The eight tankers were sold in two tranches with Capital Trade and Transport (Marinakis – see above) taking three vessels en bloc at US$13.7M each. British tanker operator Union Maritime purchased the other five at a reported US$12.3M to US$13.3M each.
On the demolition side, five VLCCs were sold for recycling during September and October. The firmest price was realised by New Shipping (Adam Polembros) which achieved US$450/ldt. This VLCC had a stereotypical working life of 15 years with a Japanese shipping company before being sold to a Greek operator. In this case New Shipping purchased the VLCC for US$26.5M in March 2015, and enjoyed trading in an initially firm market before selling for scrap at US$16M.
Another VLCC sold for recycling was the Ramlah, which appears to have been under the control of the Saudi Arabian crude oil exporting shipping company Bahri since delivery in 1996. Ramlah was one of five Mitsubishi Heavy Industries 1990s built VLCCs in the Bahri fleet. Bahri ordered a raft of VLCCs in 2015 that are entering the fleet, rendering these 20+ year veterans redundant. At 48,100 ldt Ramlah is the largest vessel sold for scrap so far in 2018 and the four sister-ship candidates are likely to be assessed by surveyors at around the same ldt.
The only Suezmax sale for demolition of note in the two-month period was of the Teekay and Stena jointly owned Stena Spirit, a 2001-built Suezmax shuttle tanker. In its 2017 annual report, Teekay Shuttle Tanker LLC noted that the “carrying value of the Nordic Spirit and Stena Spirit shuttle tankers were written down to their estimated fair values, using appraised values.

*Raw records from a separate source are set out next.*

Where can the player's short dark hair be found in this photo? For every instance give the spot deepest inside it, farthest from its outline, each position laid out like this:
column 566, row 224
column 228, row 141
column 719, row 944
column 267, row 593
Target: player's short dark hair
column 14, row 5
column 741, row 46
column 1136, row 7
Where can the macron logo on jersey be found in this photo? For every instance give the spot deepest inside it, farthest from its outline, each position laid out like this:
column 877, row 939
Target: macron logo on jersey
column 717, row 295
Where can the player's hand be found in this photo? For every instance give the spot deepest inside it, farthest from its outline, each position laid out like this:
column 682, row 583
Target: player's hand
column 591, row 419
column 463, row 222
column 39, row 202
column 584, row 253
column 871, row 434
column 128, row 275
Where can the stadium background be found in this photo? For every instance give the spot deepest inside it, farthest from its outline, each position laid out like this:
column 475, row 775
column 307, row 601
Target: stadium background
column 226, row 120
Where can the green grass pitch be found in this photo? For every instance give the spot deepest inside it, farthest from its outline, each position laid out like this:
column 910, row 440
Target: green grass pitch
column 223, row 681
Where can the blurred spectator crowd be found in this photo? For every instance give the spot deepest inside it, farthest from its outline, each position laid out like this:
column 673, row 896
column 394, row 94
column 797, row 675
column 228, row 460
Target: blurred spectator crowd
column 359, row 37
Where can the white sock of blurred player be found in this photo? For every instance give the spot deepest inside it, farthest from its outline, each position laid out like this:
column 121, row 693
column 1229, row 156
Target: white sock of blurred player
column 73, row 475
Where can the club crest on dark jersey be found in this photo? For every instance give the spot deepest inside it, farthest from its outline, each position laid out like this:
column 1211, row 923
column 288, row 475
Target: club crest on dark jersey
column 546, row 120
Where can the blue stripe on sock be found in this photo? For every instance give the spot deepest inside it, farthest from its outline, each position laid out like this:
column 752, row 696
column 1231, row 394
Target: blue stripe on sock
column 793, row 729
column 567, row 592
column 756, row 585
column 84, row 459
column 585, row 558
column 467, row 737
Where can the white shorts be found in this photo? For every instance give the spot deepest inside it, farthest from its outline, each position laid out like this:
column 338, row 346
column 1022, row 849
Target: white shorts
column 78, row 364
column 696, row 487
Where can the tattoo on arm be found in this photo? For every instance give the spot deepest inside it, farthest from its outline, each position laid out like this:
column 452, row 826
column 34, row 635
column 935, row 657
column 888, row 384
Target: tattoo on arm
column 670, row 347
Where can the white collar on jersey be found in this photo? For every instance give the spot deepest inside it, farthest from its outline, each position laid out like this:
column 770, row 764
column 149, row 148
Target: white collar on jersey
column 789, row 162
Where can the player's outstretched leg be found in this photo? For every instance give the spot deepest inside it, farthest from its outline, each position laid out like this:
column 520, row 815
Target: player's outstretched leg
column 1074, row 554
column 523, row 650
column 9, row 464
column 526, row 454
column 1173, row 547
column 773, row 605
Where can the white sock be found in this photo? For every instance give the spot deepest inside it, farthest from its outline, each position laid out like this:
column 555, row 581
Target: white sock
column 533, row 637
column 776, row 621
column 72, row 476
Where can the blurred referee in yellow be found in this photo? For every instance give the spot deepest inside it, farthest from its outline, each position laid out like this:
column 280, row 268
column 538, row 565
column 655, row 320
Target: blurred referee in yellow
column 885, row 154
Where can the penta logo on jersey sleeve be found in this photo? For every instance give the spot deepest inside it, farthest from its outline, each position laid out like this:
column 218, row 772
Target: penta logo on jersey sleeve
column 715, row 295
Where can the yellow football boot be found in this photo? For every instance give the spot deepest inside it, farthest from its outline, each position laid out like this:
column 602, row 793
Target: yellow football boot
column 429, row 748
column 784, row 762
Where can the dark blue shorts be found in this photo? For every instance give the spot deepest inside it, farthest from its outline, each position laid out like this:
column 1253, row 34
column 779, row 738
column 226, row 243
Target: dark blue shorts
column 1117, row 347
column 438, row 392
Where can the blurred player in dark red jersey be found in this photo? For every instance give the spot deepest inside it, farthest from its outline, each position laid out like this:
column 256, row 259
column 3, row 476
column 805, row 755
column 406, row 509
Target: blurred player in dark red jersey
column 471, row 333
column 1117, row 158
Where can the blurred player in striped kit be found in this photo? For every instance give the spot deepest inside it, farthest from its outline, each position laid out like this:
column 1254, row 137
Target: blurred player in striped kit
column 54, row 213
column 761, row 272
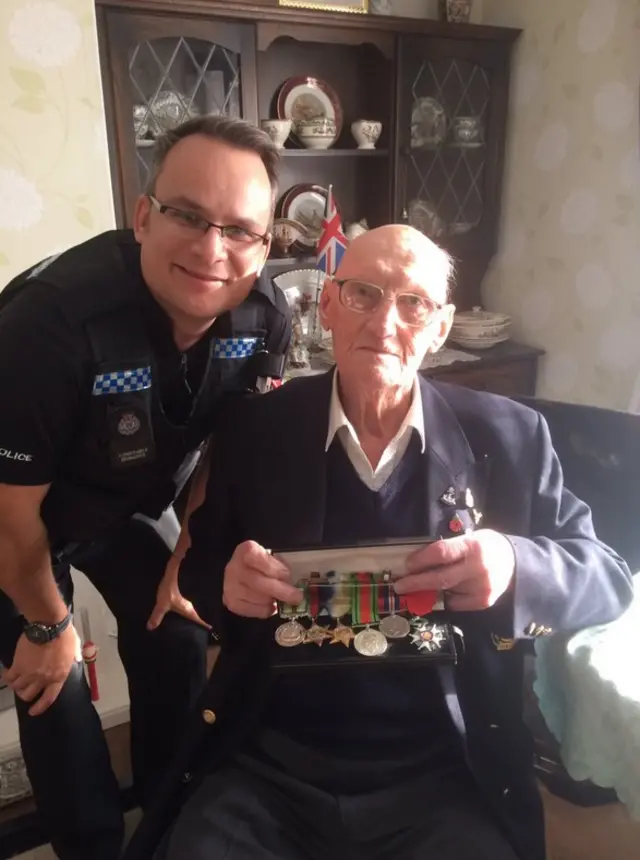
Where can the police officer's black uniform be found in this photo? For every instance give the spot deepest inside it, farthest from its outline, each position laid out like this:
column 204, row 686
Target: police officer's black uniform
column 98, row 401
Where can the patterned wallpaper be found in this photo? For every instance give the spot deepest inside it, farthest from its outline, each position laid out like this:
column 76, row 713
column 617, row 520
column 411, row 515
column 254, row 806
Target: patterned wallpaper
column 569, row 260
column 55, row 189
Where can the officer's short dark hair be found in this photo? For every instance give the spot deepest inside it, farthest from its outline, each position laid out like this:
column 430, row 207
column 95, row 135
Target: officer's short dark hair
column 233, row 131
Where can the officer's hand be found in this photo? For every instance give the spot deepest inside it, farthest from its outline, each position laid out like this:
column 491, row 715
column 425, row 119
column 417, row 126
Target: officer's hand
column 41, row 670
column 473, row 570
column 254, row 580
column 170, row 599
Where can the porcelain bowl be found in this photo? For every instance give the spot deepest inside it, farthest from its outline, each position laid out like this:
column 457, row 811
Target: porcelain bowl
column 317, row 133
column 277, row 129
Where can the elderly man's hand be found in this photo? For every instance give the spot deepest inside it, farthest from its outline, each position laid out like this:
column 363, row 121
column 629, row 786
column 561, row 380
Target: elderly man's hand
column 254, row 580
column 474, row 569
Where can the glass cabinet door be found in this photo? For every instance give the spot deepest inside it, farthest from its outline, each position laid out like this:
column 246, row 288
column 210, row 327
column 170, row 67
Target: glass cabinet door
column 174, row 79
column 446, row 141
column 166, row 71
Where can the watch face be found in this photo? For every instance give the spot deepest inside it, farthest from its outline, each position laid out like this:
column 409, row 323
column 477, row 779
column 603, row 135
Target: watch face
column 37, row 634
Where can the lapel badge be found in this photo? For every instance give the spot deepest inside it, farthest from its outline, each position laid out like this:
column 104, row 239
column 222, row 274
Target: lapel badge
column 501, row 643
column 449, row 497
column 456, row 525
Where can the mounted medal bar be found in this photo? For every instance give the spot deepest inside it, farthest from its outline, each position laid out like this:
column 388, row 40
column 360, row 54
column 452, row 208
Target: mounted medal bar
column 349, row 601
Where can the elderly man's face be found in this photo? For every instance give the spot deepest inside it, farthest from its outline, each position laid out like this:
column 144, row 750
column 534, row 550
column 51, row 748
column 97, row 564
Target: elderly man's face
column 197, row 274
column 380, row 347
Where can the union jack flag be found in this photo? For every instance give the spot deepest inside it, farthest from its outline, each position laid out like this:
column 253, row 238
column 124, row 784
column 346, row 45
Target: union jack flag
column 332, row 243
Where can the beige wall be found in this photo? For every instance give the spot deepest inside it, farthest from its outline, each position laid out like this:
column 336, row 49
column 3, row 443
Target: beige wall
column 54, row 175
column 570, row 241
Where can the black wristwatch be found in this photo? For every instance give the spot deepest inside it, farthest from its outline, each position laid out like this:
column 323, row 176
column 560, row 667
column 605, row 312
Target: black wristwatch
column 40, row 634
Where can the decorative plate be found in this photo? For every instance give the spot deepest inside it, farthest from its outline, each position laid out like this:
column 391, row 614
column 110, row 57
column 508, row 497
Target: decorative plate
column 306, row 204
column 428, row 123
column 303, row 97
column 306, row 281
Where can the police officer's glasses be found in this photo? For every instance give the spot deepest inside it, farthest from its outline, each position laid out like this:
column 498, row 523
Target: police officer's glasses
column 234, row 237
column 363, row 298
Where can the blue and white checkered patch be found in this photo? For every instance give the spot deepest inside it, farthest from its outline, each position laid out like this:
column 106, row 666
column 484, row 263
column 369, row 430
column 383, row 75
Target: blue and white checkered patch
column 122, row 381
column 236, row 347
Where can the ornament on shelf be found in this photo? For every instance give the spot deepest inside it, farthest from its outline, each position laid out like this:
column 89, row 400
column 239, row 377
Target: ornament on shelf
column 456, row 11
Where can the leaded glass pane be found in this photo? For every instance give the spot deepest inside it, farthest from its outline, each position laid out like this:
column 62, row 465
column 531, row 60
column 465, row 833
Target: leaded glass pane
column 176, row 78
column 447, row 152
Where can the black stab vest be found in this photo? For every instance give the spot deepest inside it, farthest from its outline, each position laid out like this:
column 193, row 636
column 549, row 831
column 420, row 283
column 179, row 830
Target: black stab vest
column 127, row 456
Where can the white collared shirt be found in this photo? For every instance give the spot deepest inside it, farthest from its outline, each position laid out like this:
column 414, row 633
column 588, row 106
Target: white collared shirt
column 340, row 425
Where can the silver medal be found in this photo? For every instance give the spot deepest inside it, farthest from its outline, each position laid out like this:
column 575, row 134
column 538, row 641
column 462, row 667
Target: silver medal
column 395, row 627
column 370, row 643
column 289, row 634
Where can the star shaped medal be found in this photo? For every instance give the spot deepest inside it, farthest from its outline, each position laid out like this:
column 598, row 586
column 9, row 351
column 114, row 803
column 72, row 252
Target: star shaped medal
column 427, row 637
column 342, row 635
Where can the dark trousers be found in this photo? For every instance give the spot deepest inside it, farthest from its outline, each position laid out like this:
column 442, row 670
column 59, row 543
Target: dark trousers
column 252, row 811
column 64, row 749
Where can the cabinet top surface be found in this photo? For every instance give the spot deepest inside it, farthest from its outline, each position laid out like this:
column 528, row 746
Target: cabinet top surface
column 270, row 11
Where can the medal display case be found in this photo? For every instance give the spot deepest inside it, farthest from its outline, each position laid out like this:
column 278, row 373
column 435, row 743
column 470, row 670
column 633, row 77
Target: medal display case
column 405, row 120
column 349, row 601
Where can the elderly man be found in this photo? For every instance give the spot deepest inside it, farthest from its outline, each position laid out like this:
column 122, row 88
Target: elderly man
column 400, row 762
column 115, row 358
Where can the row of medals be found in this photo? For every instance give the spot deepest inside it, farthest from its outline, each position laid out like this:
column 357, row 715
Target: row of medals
column 368, row 642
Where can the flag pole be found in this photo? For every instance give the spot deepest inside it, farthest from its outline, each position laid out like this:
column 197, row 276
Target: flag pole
column 316, row 331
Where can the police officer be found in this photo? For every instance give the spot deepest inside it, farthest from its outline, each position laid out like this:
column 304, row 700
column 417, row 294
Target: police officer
column 115, row 359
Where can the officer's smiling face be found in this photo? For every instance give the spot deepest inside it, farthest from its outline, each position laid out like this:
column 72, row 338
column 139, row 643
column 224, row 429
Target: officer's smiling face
column 194, row 275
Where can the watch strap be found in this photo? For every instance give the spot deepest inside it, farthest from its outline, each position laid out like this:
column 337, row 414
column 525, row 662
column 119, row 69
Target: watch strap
column 40, row 633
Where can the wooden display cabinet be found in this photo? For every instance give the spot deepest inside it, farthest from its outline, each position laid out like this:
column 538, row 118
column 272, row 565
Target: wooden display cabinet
column 198, row 56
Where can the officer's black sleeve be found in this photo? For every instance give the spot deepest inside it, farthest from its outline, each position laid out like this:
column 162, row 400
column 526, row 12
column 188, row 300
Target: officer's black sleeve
column 42, row 361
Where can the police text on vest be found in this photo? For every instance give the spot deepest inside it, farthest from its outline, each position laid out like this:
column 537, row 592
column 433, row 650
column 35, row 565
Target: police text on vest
column 15, row 455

“As notice of redelivery was received by the company in April 2018, the vessels are expected to redeliver from their charterer after completing their bareboat charter contracts in June 2018 and the company has adjusted its expectations for the vessels’ future opportunities. The write-down related to these vessels is US$28.5M, of which US$14.2M is included in a 50%-owned subsidiary of the company.”

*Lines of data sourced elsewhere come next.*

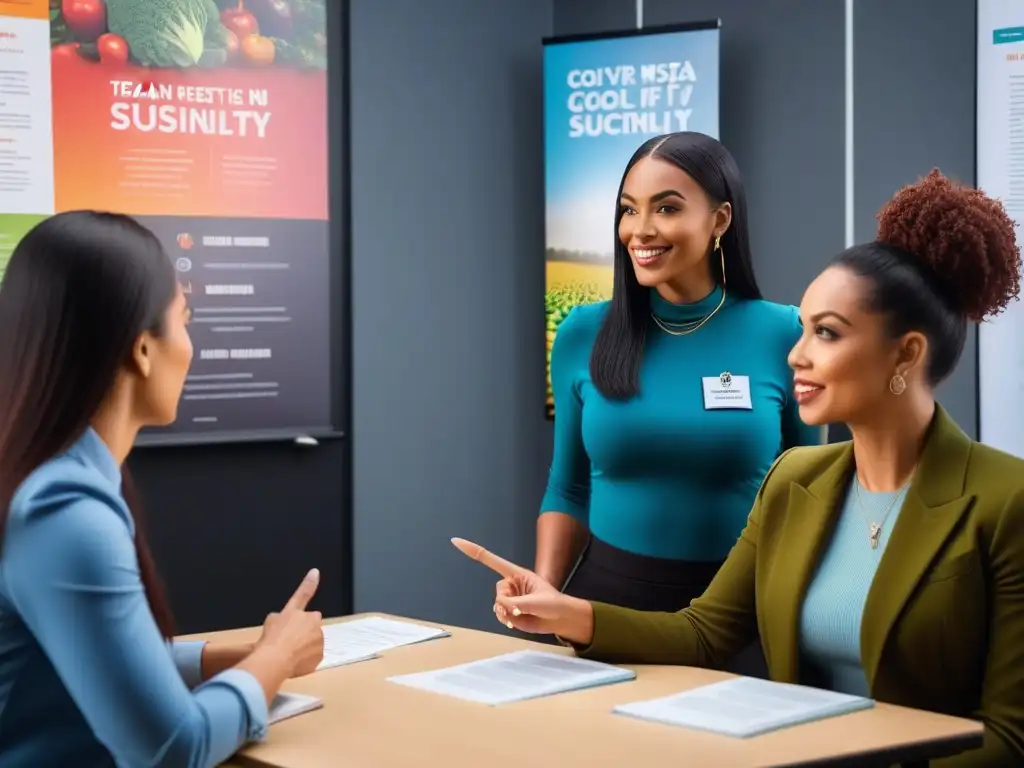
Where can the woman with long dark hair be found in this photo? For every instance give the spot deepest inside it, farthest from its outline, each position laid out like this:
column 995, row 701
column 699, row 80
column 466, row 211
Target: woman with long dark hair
column 93, row 347
column 673, row 399
column 890, row 565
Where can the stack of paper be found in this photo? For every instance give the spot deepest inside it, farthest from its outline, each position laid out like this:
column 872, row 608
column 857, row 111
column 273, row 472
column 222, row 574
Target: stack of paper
column 514, row 677
column 287, row 706
column 744, row 707
column 360, row 639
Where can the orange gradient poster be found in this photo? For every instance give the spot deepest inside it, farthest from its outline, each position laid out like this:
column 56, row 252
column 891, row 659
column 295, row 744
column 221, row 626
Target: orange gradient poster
column 180, row 107
column 207, row 120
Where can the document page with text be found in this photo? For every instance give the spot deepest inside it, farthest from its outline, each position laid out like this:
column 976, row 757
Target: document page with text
column 515, row 677
column 744, row 707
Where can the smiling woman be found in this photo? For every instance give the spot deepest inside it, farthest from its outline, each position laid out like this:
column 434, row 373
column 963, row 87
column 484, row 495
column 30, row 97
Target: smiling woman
column 890, row 566
column 674, row 398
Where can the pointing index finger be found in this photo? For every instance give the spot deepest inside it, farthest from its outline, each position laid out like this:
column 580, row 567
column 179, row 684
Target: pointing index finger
column 304, row 593
column 498, row 564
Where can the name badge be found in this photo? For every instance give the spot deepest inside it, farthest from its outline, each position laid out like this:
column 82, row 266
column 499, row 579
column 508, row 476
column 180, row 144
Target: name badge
column 727, row 391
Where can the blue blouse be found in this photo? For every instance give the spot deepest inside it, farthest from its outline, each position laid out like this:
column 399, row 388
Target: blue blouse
column 86, row 679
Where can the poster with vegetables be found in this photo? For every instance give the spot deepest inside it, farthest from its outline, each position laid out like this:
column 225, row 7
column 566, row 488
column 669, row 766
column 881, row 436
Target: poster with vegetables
column 207, row 108
column 207, row 120
column 26, row 138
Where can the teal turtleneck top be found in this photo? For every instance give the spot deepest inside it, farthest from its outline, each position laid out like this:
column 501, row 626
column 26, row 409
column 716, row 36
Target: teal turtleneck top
column 672, row 473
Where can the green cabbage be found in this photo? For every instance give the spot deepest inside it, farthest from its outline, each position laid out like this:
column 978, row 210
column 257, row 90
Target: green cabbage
column 163, row 33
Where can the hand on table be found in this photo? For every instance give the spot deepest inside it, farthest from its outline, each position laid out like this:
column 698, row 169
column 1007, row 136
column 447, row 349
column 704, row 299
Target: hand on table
column 296, row 632
column 526, row 602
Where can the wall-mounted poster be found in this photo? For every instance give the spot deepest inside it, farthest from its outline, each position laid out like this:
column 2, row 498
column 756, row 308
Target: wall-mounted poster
column 207, row 121
column 603, row 96
column 1000, row 173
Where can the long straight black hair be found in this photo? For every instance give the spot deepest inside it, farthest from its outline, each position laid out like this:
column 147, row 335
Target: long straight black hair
column 614, row 363
column 79, row 289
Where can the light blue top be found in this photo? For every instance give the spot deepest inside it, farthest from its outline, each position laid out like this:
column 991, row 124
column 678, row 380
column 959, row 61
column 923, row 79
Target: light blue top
column 660, row 474
column 86, row 679
column 834, row 605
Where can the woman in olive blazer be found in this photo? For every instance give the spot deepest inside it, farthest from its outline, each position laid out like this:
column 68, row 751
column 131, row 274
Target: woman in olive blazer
column 914, row 597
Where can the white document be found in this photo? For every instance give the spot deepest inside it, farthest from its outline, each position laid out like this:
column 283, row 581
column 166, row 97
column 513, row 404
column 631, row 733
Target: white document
column 515, row 677
column 744, row 707
column 287, row 706
column 341, row 657
column 376, row 635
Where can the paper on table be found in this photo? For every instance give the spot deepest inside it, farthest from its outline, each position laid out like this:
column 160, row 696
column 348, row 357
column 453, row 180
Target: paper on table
column 341, row 657
column 744, row 707
column 376, row 635
column 287, row 706
column 515, row 677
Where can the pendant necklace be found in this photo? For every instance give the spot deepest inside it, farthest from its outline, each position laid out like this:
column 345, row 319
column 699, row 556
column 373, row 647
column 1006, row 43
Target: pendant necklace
column 875, row 528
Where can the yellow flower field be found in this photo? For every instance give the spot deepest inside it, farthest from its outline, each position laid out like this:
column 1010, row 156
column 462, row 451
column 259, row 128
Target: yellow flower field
column 570, row 284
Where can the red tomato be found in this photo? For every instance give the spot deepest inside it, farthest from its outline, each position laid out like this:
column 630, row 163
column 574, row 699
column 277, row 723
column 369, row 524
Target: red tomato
column 65, row 50
column 113, row 49
column 240, row 20
column 87, row 18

Which means that although the scrap price for the sale of the Stena Spirit was not disclosed, it would seem that Teekay Shuttle Tanker LLC was not left out of pocket from the disposal.
Six Aframax tankers were sold for scrap in the two-month period, with the stand-out sale being that of the 2005-built C V Stealth. As well as being only 13-years old at the time of the sale, the reported price was only US$193/ldt. This was due to the circumstances surrounding the sale; it is reported that Stealth Maritime (Vafias family company) had chartered out the tanker to third parties to load a cargo in Venezuela. The vessel was arrested in Venezuela in 2014, with the charterer accused of trying to lift a stolen national oil company cargo using forged documents.
The vessel was idle for three years, during which time the ship suffered significant damage. Once released, now out of class and with a broken main engine, the renamed CV Stealth was towed to Trinidad and sold under “as is” terms. The case remains under litigation.